We have found that the last approach achieves better results compared to the other methods. The graph-based approach, using the structure of the Metathesaurus network to estimate the relevance of the Metathesaurus concepts, does not perform well compared to the first two methods. In addition, the combination of methods improves the performance over the individual approaches. On the other hand, the performance is still below statistical learning trained on manually produced data and below the maximum frequency sense baseline. Finally, we propose several directions to improve the existing methods and to improve the Metathesaurus to be more effective in WSD.

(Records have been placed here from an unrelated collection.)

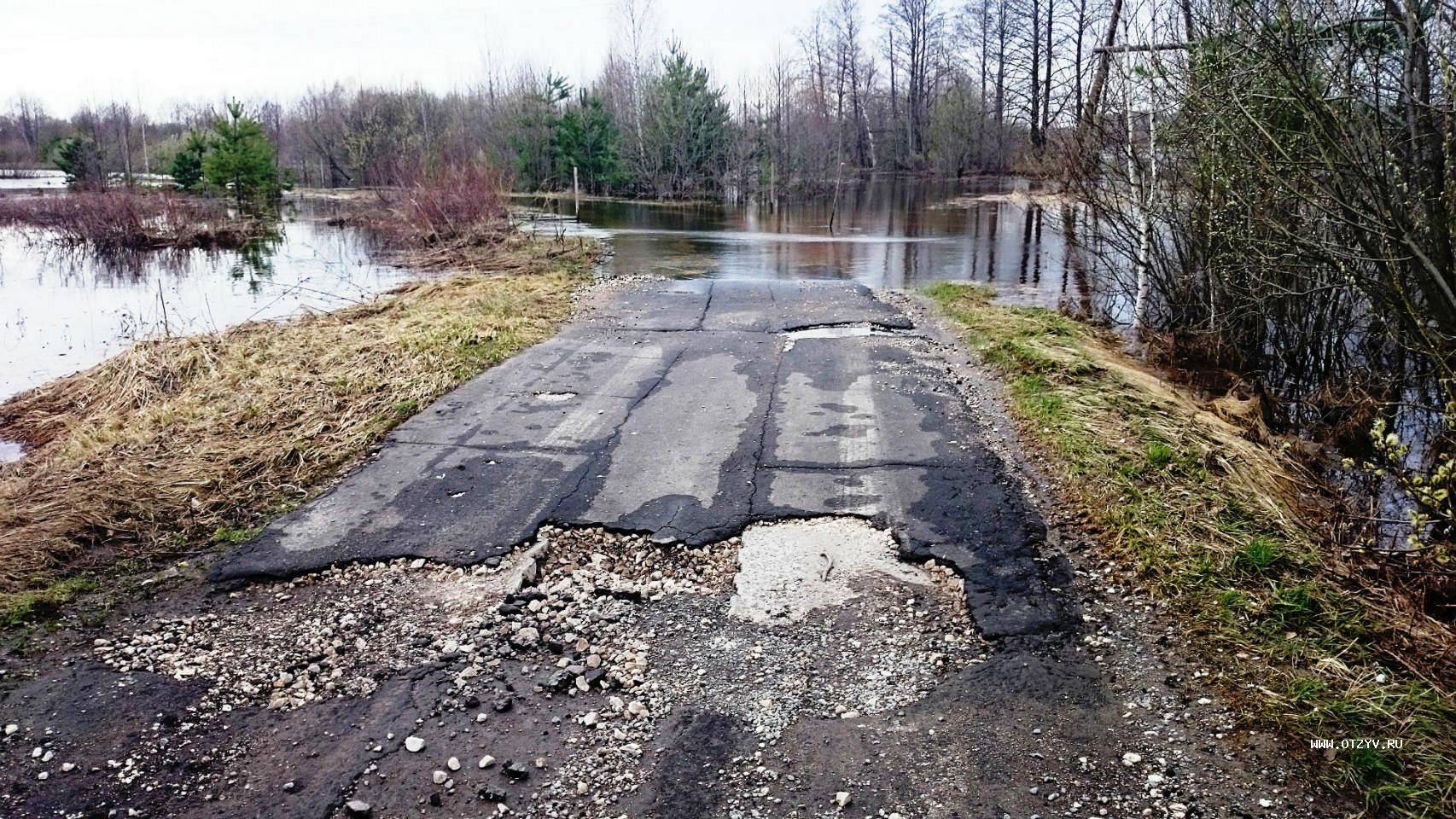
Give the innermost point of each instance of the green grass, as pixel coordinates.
(245, 424)
(41, 601)
(1208, 520)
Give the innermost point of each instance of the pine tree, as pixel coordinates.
(587, 138)
(241, 160)
(187, 165)
(80, 159)
(688, 127)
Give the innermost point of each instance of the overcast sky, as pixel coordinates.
(69, 53)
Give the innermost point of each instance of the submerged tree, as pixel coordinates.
(686, 128)
(241, 160)
(536, 131)
(187, 165)
(587, 140)
(80, 159)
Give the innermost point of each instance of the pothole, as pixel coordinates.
(610, 636)
(853, 330)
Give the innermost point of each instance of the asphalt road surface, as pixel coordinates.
(718, 549)
(686, 410)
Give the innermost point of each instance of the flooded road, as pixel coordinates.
(888, 231)
(64, 311)
(67, 311)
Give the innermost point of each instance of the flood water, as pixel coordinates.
(63, 311)
(886, 231)
(67, 311)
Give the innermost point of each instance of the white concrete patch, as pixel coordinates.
(555, 398)
(792, 567)
(835, 332)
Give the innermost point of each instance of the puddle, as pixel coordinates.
(789, 569)
(555, 398)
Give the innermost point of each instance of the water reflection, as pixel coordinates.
(888, 231)
(61, 311)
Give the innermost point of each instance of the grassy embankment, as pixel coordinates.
(179, 444)
(1213, 526)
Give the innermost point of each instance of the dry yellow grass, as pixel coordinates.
(173, 441)
(1220, 528)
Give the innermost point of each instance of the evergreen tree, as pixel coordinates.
(241, 160)
(686, 127)
(534, 134)
(187, 165)
(587, 138)
(79, 158)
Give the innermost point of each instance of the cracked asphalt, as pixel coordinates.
(688, 410)
(718, 549)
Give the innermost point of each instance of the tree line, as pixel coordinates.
(909, 86)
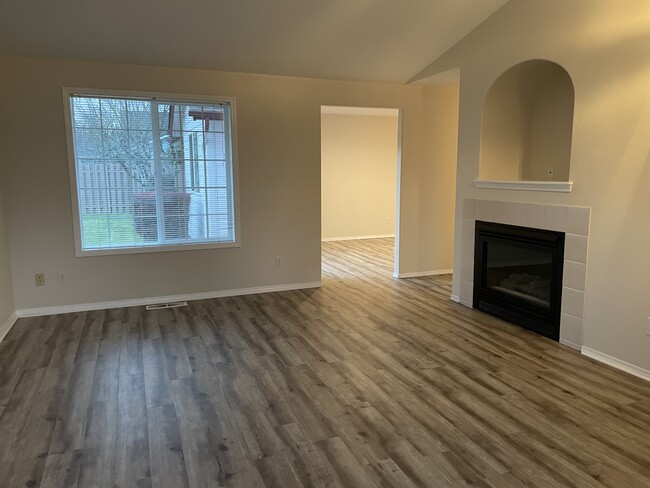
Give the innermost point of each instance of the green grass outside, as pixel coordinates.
(106, 230)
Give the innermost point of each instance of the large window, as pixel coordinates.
(151, 173)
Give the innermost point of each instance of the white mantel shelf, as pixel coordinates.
(557, 186)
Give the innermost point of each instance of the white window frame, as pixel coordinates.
(72, 169)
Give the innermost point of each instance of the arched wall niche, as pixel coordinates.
(528, 124)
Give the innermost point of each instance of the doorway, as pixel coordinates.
(360, 165)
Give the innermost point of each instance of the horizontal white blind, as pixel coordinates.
(152, 172)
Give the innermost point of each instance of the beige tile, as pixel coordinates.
(469, 226)
(555, 217)
(578, 220)
(534, 216)
(467, 250)
(466, 293)
(485, 210)
(516, 214)
(500, 212)
(575, 248)
(574, 275)
(467, 270)
(571, 329)
(469, 208)
(573, 302)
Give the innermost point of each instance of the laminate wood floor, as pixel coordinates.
(365, 382)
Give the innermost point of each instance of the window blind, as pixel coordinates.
(152, 172)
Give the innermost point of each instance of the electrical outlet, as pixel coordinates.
(39, 279)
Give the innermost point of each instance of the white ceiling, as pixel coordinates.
(370, 40)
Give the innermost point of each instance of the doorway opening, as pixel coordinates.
(360, 173)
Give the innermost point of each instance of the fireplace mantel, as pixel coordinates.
(574, 221)
(556, 186)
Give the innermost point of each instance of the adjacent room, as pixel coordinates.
(326, 243)
(359, 177)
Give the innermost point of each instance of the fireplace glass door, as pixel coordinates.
(518, 275)
(523, 271)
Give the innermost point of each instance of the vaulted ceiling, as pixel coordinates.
(369, 40)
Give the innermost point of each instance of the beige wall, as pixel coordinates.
(605, 47)
(278, 121)
(358, 174)
(527, 124)
(551, 131)
(6, 288)
(438, 179)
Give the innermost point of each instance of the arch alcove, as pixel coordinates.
(527, 128)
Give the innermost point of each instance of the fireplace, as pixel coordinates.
(518, 275)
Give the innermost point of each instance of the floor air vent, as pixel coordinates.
(160, 306)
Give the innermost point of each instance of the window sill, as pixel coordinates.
(154, 248)
(553, 186)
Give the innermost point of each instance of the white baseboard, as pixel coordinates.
(356, 238)
(616, 363)
(84, 307)
(6, 327)
(418, 274)
(570, 344)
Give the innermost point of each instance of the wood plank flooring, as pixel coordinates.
(366, 382)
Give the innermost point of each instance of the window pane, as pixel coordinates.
(151, 178)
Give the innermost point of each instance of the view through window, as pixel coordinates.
(152, 173)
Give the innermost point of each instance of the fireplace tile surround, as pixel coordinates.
(574, 221)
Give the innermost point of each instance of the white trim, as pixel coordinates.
(6, 327)
(616, 363)
(340, 110)
(84, 307)
(68, 92)
(557, 186)
(570, 344)
(418, 274)
(355, 238)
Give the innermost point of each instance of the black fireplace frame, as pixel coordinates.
(537, 318)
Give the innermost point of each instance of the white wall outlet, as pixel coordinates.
(39, 279)
(550, 173)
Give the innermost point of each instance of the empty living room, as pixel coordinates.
(335, 243)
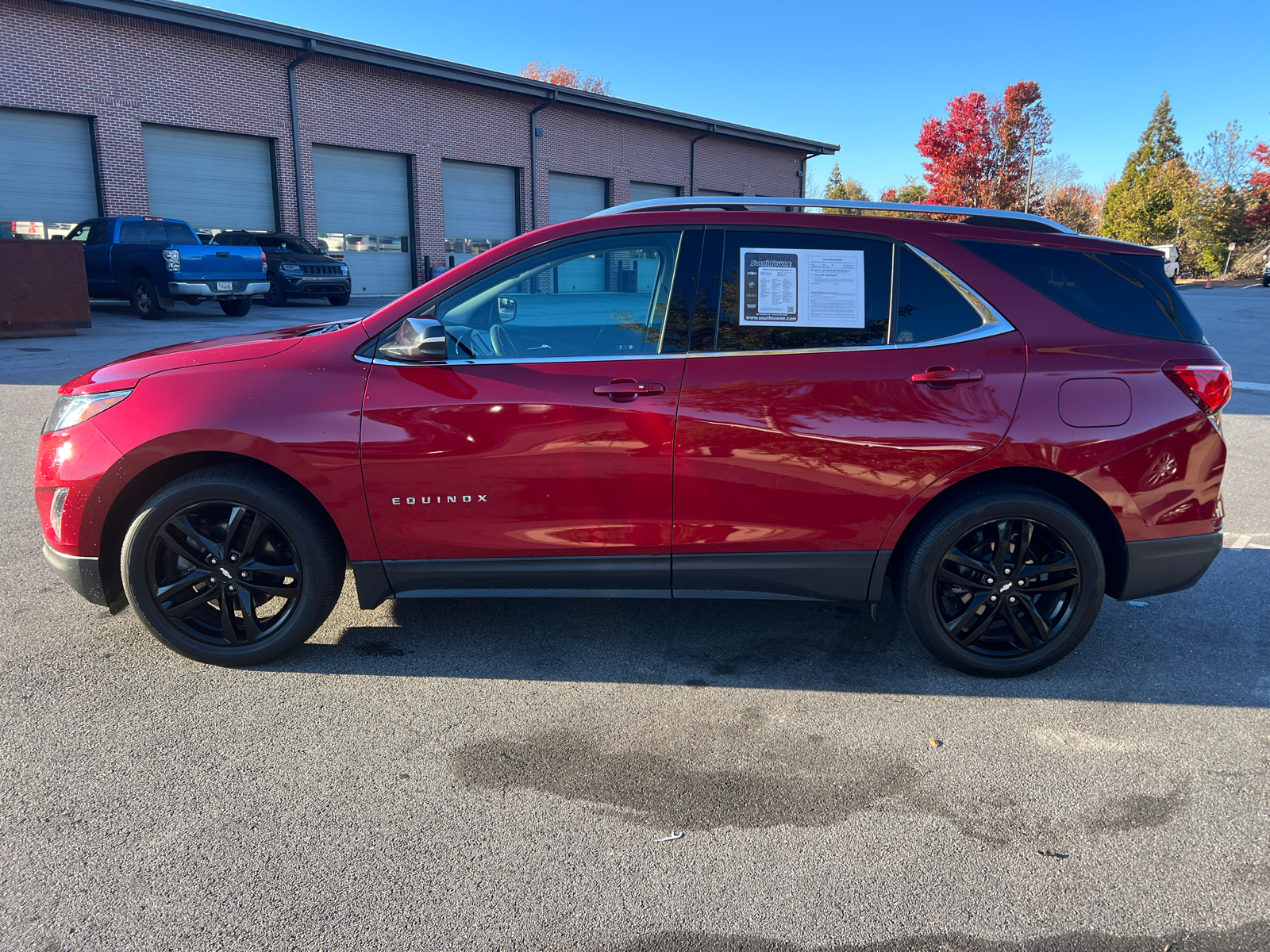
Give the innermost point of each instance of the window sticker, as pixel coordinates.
(803, 287)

词义消歧(WSD)算法试图在文本中选择歧义术语的正确含义。UMLS 等资源提供了一个参考词库,用于注释生物医学文献。统计学习方法已经取得了很好的结果,但 UMLS 的规模使得制作训练数据来涵盖所有领域变得不可行。
我们介绍了基于知识库的现有 WSD 方法的研究,这些方法补充了基于统计学习的研究。我们比较了四种方法,这些方法都依赖于 UMLS Metathesaurus 作为知识来源。第一种方法比较了歧义词的上下文与基于定义、同义词和相关术语构建的表示中的候选含义的重叠。第二种方法为每个候选含义收集训练数据,根据使用单义词和相关术语构建的查询执行 WSD。这些查询用于检索 MEDLINE 引文。然后,在这个语料库上训练机器学习方法。第三种方法是一种基于图的方法,利用 Metathesaurus 关系网络的结构来执行无监督的 WSD。该方法根据节点在图中的相对结构重要性对节点进行排序。最后一种方法使用分配给 Metathesaurus 中概念的语义类型来执行 WSD。将歧义词的上下文和候选概念的语义类型映射到 Journal Descriptors。通过比较这些映射来在候选概念中做出选择。结果是在 NLM 提供的 WSD 测试集中估计不同方法的准确性。
与其他方法相比,我们发现最后一种方法的效果更好。基于 Metathesaurus 网络结构来估计 Metathesaurus 概念相关性的基于图的方法与前两种方法相比效果不佳。此外,方法的组合提高了性能优于个别方法。另一方面,性能仍然低于基于人工生成数据训练的统计学习,也低于最大频率感知基线。最后,我们提出了几种改进现有方法和改进 Metathesaurus 以提高 WSD 效果的方向。